Ein Rückblick: Aquinos Erbe und Dutertes Aufstieg

Ein Blick zurück auf die Amtszeit seines Vorgängers mag den kometenhaften Aufstieg des neuen Präsidenten erklären: Benigno S. Aquino III (Liberal Party), genannt “PNoy”, hatte 2010 das Amt des Präsidenten mit ebenso hohen Erwartungen wie Versprechungen angetreten. Der Sohn der verstorbenen Volksheldin Corazon Aquino (Präsidentin von 1986 bis 1992) wollte der Korruption ein Ende machen, die Wirtschaft stärken und den Friedensprozess im mehrheitlich muslimischen Teil der Insel Mindanao zu einem guten Ende führen. Seine Bilanz ist nicht erfolglos, aber dennoch durchwachsen: Die vergangenen Jahre brachten den Philippinen ein durchschnittliches Wirtschaftswachstum von mehr als sechs Prozent pro Jahr. Doch das Wachstum ist alles andere als inklusiv. Die Armutsquote des 100-Millionen-Einwohner-Landes verharrt auf 25 Prozent. Die ausländischen Direktinvestitionen sind in seiner Regierungszeit angestiegen. Doch das Niveau der erfolgreichen südostasiatischen Nachbarn hat man noch lange nicht erreicht, auch, weil sich Eigentums- und Investitionsrechte für ausländische Konzerne problematisch darstellen. Zwar ist Manila aufgrund des hohen Bildungsstandards und des guten (englischen) Sprachniveaus zur „Callcenter-Hauptstadt“ der Welt geworden, doch scheuen internationale Investoren teils immer noch ein Engagement auf den Philippinen, wo sie nur 40 Prozent an einem Unternehmen halten dürfen. Aquino hat sich ein durchaus integreres Image erarbeitet und der Korruption den Kampf angesagt. Sein „gerader Weg“ war der Hauptgrund seiner Popularität. Andererseits fiel der sogenannte „Pork-Barrel-Scam“ in seine Amtszeit. Zahlreiche Abgeordnete hatten hohe Summen aus den Fördertöpfen der Exekutive in Scheinorganisationen – und damit letzten Endes in die eigene Tasche selbst – umgeleitet. Außenpolitisch ist der Regierung Aquino ein kleiner Coup gelungen, indem sie den anhaltenden Territorialstreit im Südchinesischen Meer vor den Ständigen Schiedshof in Den Haag brachte. Der größte Makel seiner Amtszeit ist jedoch der Umstand, dass im mehrheitlich muslimischen Süden das Grundgesetz für die künftige Autonomieregion Bangsamoro nicht verabschiedet werden konnte. Zwar war Aquino es, der mit der Moro Islamic Liberation Front (MILF) den Friedensvertrag schloss, doch bleiben dauerhafter Friede und Autonomie im muslimischen Teil Mindanaos in weiter Ferne, solange beide Häuser des Parlaments sich nicht auf eine Version des Bangsamoro-Grundgesetzes einigen können.

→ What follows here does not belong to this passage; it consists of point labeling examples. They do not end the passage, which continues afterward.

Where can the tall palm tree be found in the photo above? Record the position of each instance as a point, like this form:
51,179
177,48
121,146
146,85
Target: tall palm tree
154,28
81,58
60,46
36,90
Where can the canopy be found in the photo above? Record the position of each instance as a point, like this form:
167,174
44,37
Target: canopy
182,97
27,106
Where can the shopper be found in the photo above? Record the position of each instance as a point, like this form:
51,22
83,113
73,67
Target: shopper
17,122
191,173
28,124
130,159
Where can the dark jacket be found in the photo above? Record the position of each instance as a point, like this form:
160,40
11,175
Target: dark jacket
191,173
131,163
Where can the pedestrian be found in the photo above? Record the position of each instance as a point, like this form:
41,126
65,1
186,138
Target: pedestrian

Trotz gewisser Erfolge repräsentierte Aquino nichtsdestotrotz die Elite des Landes, tiefgreifende Reformen blieben aus. So hatte auch sein designierter Kronprinz Mar Roxas, ehemaliger Innenminister und selbst Enkel eines ehemaligen Präsidenten, kaum eine Chance. Der beliebten Senatorin Grace Poe, einer „Newcomerin“ im politischen Geschäft, wurde der Umstand, dass sie zeitweise die US-amerikanische Staatsbürgerschaft besessen hatte, zum Verhängnis. Obgleich sie zwischenzeitlich die Umfragen dominierte, verlor ihre Kampagne an Fahrt und unterlag Dutertes Strategie der harten Hand. Der bisherige Vizepräsident Jejomar Binay galt zwar ebenso wir Duterte als „Macher“, doch seine Umfragewerte fielen im Zuge alter Korruptionsvorwürfe drastisch ab.

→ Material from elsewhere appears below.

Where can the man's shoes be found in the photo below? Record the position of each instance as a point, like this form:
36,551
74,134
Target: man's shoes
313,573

Zu den Faktoren, die Dutertes Aufstieg begünstigten, gehört eindeutig eine weitverbreitete, steigende Sehnsucht in der Bevölkerung nach Veränderung. Keiner der anderen Kandidaten konnte die Wähler davon überzeugen, in irgendeiner Art und Weise die Lebensumstände der 104 Millionen Philippiner zu verbessern. Allen haftete ein elitäres Image an, alle waren schon lange vor ihrer Kandidatur vermögend. Somit konnte Duterte nicht nur den Ruf des Außenseiters kultivieren, sondern auch als einziger glaubhaft Veränderungen versprechen.

Ordnung und harte Hand statt Demokratie und Korruption?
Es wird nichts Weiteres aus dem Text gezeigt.